Nicola: Well, we’ve sort of got a Client Challenge and it’s not specific to any client this week, isn’t it?
Judith: No, it’s not at all. We’re going to talk about Facebook; ins and outs; things that you know, things that I know; just compare notes and see if we can share some stuff about Facebook that might be useful for ALL clients, trying to get their heads around it a little bit.
Nicola: Yeah. It’s interesting about Facebook, because Twitter came along first, and I really, really liked it. I loved – well you did too, didn’t you – we both loved the discipline involved in 140 characters.
Nicola: Do you remember the Story in 6 Words thing?
Judith: I do. I think they still do that, I think. That’s impossible, actually.
Nicola: Hahaha. A bit of a haiku.
Nicola: And then Facebook came along, and I just immediately loved it. I think it must be something to do with the highly visual nature of it. The fact that it’s so picture-driven, and you can see people’s faces. You can on Twitter too, but they’re tiny, aren’t they?
Judith: Yes, they are. Yes.
Nicola: So it immediately became my social media platform of choice. When we were tweeting, you know, when we were taking selfies last night and trying to work, Facebook was just the first place to post them for me. I couldn’t do all the others. So what do you like about it, particularly?
Judith: I don’t know. I didn’t like it, to begin with. When you were all over it, I thought, “Oh, it looks just like for the kids to me.” And then actually, what happened was – and you explained this – the kids moved off, because their mums and their aunties (like you and me) have moved on. I like how easy it is. I like that I can write at any lengths. I like that I can… it means that I can get all the benefits of face-to-face networking without leaving the house.
Judith: And that I can engage with people around the world, I like as well.
Nicola: See, we could do all that on Twitter, but it’s not all the same, is it? Because of the restrictions on the amount that you can post?
Judith: I think Twitter is too fast moving, I think it’s moved into, well, for me. And I think it’s moved into another area, which is altogether very useful. It’s about news – breaking news, you know, photographs and things happening now – social kind of angles, as well; how it can be used to draw attention to things. It’s very fast-moving. It’s a newsfeed, almost; what’s going on, who’s commenting on what’s going on, that kind of thing. However, having said that (as I agreed with a client this morning), I find that when I put my energy there, I get more traction. So obviously, where you put your energy and your attention, you get more back from it. So when I ignore it, it doesn’t work for me; when I go there and play for a bit, it works surprisingly well, still, even though it’s much, much busier than when you and I were first on it.
Nicola: Much easier to connect with specific people on Twitter, I find, than on Facebook.
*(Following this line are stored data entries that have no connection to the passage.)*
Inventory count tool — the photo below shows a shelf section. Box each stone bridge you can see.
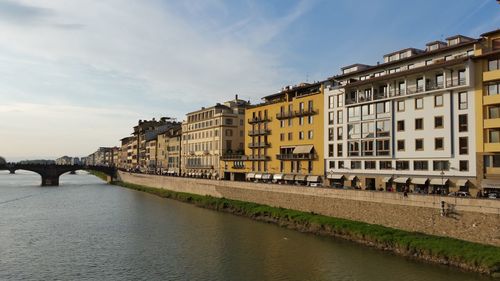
[0,162,116,186]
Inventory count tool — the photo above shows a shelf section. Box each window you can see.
[458,92,467,109]
[458,160,469,172]
[434,116,444,129]
[328,111,334,125]
[415,139,424,151]
[458,137,469,155]
[398,100,405,112]
[486,83,500,96]
[434,95,443,107]
[488,105,500,119]
[458,69,466,85]
[337,110,344,124]
[413,161,429,171]
[347,141,359,156]
[458,114,469,132]
[351,161,361,169]
[397,120,405,132]
[415,98,424,109]
[379,161,392,170]
[488,59,500,71]
[397,140,405,151]
[337,127,344,140]
[365,161,377,170]
[432,161,450,171]
[328,144,333,157]
[434,138,444,150]
[488,129,500,143]
[396,161,410,170]
[415,118,424,130]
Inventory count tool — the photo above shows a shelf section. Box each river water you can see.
[0,171,492,281]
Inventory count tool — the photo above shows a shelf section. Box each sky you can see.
[0,0,500,161]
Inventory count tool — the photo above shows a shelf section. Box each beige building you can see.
[181,96,249,178]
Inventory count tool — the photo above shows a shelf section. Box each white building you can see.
[325,36,477,193]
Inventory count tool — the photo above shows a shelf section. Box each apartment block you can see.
[223,83,324,185]
[181,96,249,178]
[474,30,500,192]
[324,35,478,194]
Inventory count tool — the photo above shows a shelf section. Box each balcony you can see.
[220,154,246,161]
[186,164,214,169]
[276,111,293,120]
[248,116,271,124]
[247,155,271,161]
[248,129,271,136]
[483,69,500,82]
[294,108,318,117]
[276,153,318,160]
[248,142,271,148]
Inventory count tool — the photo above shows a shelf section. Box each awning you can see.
[382,177,392,182]
[307,176,319,182]
[295,175,307,181]
[481,179,500,188]
[411,178,429,184]
[394,178,408,183]
[457,179,469,186]
[326,174,344,180]
[430,178,448,185]
[292,144,314,154]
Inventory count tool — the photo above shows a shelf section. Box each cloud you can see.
[0,0,310,156]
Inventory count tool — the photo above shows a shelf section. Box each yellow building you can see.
[222,83,324,184]
[474,29,500,192]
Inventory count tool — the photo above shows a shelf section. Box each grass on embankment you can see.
[109,179,500,277]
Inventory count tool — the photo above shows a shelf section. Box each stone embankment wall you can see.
[119,172,500,246]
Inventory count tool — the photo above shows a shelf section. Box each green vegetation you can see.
[114,182,500,277]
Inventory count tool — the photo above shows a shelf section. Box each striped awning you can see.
[411,178,429,184]
[273,174,283,180]
[307,176,319,182]
[430,178,449,185]
[394,178,409,183]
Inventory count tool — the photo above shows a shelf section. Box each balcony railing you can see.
[276,153,318,160]
[248,129,271,136]
[186,164,214,169]
[248,116,271,124]
[247,155,271,161]
[248,142,271,148]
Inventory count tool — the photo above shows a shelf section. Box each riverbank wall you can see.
[118,172,500,246]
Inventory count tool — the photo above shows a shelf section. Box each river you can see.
[0,171,493,281]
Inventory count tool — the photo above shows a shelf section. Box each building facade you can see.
[223,83,324,184]
[181,96,249,178]
[324,35,478,194]
[474,30,500,192]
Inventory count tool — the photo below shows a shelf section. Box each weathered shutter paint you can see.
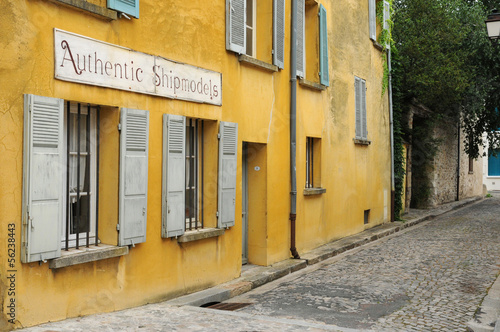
[273,0,285,69]
[118,108,149,246]
[384,1,391,49]
[319,4,330,86]
[21,95,66,263]
[297,0,306,77]
[354,77,362,139]
[360,80,368,139]
[217,121,238,228]
[226,0,247,54]
[368,0,377,40]
[108,0,139,18]
[161,114,186,238]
Because most well-known people are up to their friends limits, and so they’ve started to use Pages, and it’s not very easy to connect with them. Because if you send them a message when you’re not their friend on their Page, then it goes into their ‘Other’ – oh no, that’s not true, actually. If you send a message to a Page, it goes into the Page’s message and notifications. So theoretically, the person running the Page should see it, if not the person itself. But you find there’s people who manage their own Twitter accounts, so it’s much easier to actually speak to the person on Twitter.
Nicola: So, that’s one of the first things people need to realise, isn’t it.
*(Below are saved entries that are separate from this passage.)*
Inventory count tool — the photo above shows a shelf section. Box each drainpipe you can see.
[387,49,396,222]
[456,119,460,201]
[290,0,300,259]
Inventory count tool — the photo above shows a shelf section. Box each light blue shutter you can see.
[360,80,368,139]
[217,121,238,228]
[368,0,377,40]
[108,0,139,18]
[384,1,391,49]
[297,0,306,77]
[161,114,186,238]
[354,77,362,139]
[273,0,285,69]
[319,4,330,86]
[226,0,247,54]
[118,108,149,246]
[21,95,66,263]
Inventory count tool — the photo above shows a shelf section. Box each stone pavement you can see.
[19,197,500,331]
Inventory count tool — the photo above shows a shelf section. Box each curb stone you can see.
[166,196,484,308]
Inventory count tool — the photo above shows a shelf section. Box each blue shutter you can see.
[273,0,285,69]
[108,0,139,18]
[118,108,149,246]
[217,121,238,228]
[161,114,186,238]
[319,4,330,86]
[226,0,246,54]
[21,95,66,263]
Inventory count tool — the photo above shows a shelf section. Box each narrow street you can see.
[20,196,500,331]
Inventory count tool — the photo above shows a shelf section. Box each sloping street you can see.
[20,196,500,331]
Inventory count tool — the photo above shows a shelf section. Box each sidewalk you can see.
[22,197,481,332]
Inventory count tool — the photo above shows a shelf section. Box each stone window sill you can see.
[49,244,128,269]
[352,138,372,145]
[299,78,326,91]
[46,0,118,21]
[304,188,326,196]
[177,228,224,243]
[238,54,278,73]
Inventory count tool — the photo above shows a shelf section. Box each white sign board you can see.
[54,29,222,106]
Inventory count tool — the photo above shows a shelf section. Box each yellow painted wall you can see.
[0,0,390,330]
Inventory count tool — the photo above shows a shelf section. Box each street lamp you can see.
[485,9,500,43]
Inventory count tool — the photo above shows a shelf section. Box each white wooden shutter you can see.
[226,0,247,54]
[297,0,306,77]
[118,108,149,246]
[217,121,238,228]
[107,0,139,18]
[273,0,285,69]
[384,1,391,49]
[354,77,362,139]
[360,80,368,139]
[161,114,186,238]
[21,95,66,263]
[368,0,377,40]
Nicola: The other thing is, of course the Facebook Timeline – which is why they keep on making these changes to the algorithm – they’re actually trying to protects us, because if we saw everything that all of our contacts posted, every single minute of the day, that feed will be flying past at the speed of…
Judith: Oh, it could be overwhelming, wouldn’t it?
Nicola: It would, yeah. And it would be so fast like Twitter. That’s why they try to create these algorithms. Based on what we interact with, we see more of or less of. I’m intrigued by your comment the other day, that you kept seeing negative and frightening stuff. And I don’t ever see that stuff, so…
Judith: Well it isn’t… I can’t actually remember what product – I mean, you know, yeah you’re right. There are people – and I think Marian clarified it in her response, which is – I think it’s the “glass half-full” people, and I don’t want to be in their reality, really. So it isn’t that I like it, it’s just, perhaps sometimes that I notice – I can’t remember what the news story was that day that people kept commenting on. I don’t really want to know, there’s lots of things going on in the world that I don’t really want to know about, Nicola, quite frankly.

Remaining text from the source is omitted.